The plant is part of a recent push by New Orleans–area officials to reach out to Asia’s growing economic powerhouse to redevelop communities still devastated by the effects of natural disasters like Hurricane Katrina. Some of those projects, it appears, have since gone sour. In one instance, which Al Jazeera will explore in the third installment of this series, a company contracted by the city government stands accused of stealing millions of dollars from Chinese investors seeking U.S. citizenship in exchange for building businesses in an underserved neighborhood.
Local economic development authorities told Al Jazeera that St. James Parish is an ideal location for the methanol plant because of readily accessible deep water and cheap fuel from the shale oil boom that will help cut production costs. But it remains unclear what the impetus is behind a methanol plant that plans to send the lion’s share of its product back to China, which is struggling to find a market for the methanol already being produced.
What is clear is that there are links between Wang’s U.S. subsidiary — Houston-headquartered Yuhuang Chemical Inc. — and the Chinese government and the Jindal administration.

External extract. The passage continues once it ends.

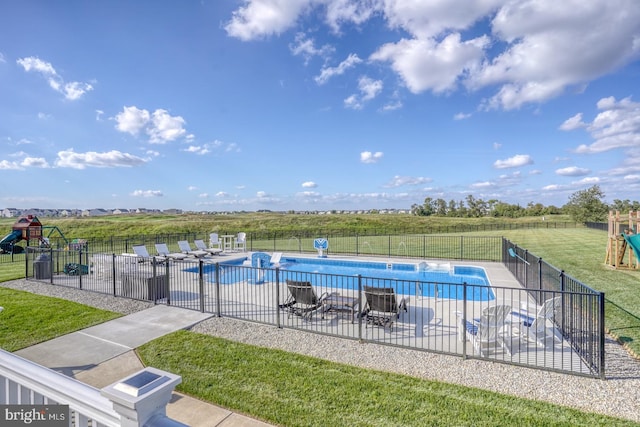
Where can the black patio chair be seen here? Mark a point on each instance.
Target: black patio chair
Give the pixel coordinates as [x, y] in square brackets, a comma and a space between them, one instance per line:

It seems China’s tired of being a polluted pissing pot so they’re joining with Jindal to stick it the poorest of the poor in Louisiana. This story series is a freaking eye-opener. Be sure to read all three parts.
Here’s a very sad story. I used to love to go pick out sheet music at the local music stores and in music stores in big cities when I was young. It seems the very last New York Classical Sheet music store has closed.
Even the home to Carnegie Hall and the New York Philharmonic isn’t immune to the realities of the digital age of music.
Frank Music Company, New York City’s last remaining store dedicated to selling classical sheet music, closed on Friday. Frank’s customers, a community of artists dedicated to playing music written with quills centuries ago, must now buy them online or download PDFs.
The store’s owner, Heidi Rogers, said dwindling sales killed the shop.
“Musicians are underpaid,” she said. “How can they buy music if they’re not getting paid enough?”
Here’s a number that’s a good one. Baby giant tortoises were born on one of the Galapagos Islands for the first time in more than a century!!
For the first time in more than one hundred years, researchers have found newborn baby tortoises on the tiny Galapagos island of Pinzón. It’s a major win for a population that has struggled after being nearly decimated by human impact.
“We found ten tiny, newly hatched saddleback tortoises on the island early last month,” wrote a trio of researchers in the January 15th issue of the journal Nature. “There could be many more, because their size and camouflage makes them hard to spot. Our discovery indicates that the giant tortoise is once again able to reproduce on its own in the wild.”
So, that’s it for me today. Just thought I’d let you know that I’ve gone back to gigging to try to make ends meet. Yesterday, I played the most unique church service I’ve ever done. Well, the service wasn’t unique if you understood Norwegian. It was at the Norwegian Seaman’s church. It’s a Lutheran church funded by the Norwegian government for expats and visiting Norwegians. It was truly an experience! Oh, and Norwegian waffles are the best!!! So, that’s the first adventure. My second adventure will be on Bourbon Street where I will be playing three shows a night (4 times a week) as the straight woman and accompanist to Ms. Jessica Duplantier who is and up and comer and sure to head straight to RuPaul’s reality show Drag Race!!! So, how’s that for a stuffy old Finance professor? Yes, there will be pictures, I promise!
What’s on your reading and blogging list today? Any good news out there?